EJK: Our study found that moderate habitual coffee drinking actually decreased the risk of incident arrhythmia. This held true specifically for atrial fibrillation/flutter.

CON: How do you hope these findings will impact clinical practice in terms of guideline updates, best practices statements, or management decisions?

EJK: There are no specific guidelines on coffee drinking among the general population or those with preexisting CV conditions. Nevertheless, patients are commonly misinformed on the effect that coffee drinking has on their health. Based on our study findings, we hope to inform our colleagues and patients that coffee drinking does not increase the risk of arrhythmia and, rather, may have health benefits. 

CON: How should these findings guide any future conversations clinicians have with their patients about caffeine consumption in regard to arrhythmia risk?

EJK: Our study showed that each additional daily cup of coffee—up to 6 cups daily—decreased the risk of incident arrhythmia. Considering the limitation of the prospective study and potential selection bias, the main message regarding patients’ risk of overall arrhythmia would be that it is certainly not deleterious to continue with a moderate amount of habitual coffee intake. For each analysis, we excluded the relevant prevalent condition; since we excluded those who have certain arrhythmia conditions at baseline, we do not know the effect of caffeine among this population specifically. 

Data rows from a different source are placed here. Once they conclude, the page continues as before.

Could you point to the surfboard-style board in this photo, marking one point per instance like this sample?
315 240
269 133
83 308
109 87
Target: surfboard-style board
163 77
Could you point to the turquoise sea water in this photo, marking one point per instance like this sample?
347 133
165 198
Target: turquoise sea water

CON: You say that this study’s data will lead to and support larger, randomized interventional studies. What can clinicians expect from this future research?

EJK: Our study is a prospective cohort study. Although it is based on a large population, it is not a randomized controlled trial and, thus, it is subject to biases. One limitation is that people with possible arrhythmic symptoms might self-limit their caffeine intake, affecting the outcome. A large randomized study will be able to confirm or dispute this study finding. 


  1. Frequent coffee consumption is associated with lower incidence of arrhythmias. News release. Heart Rhythm Society. May 5, 2020. Accessed June 1, 2020.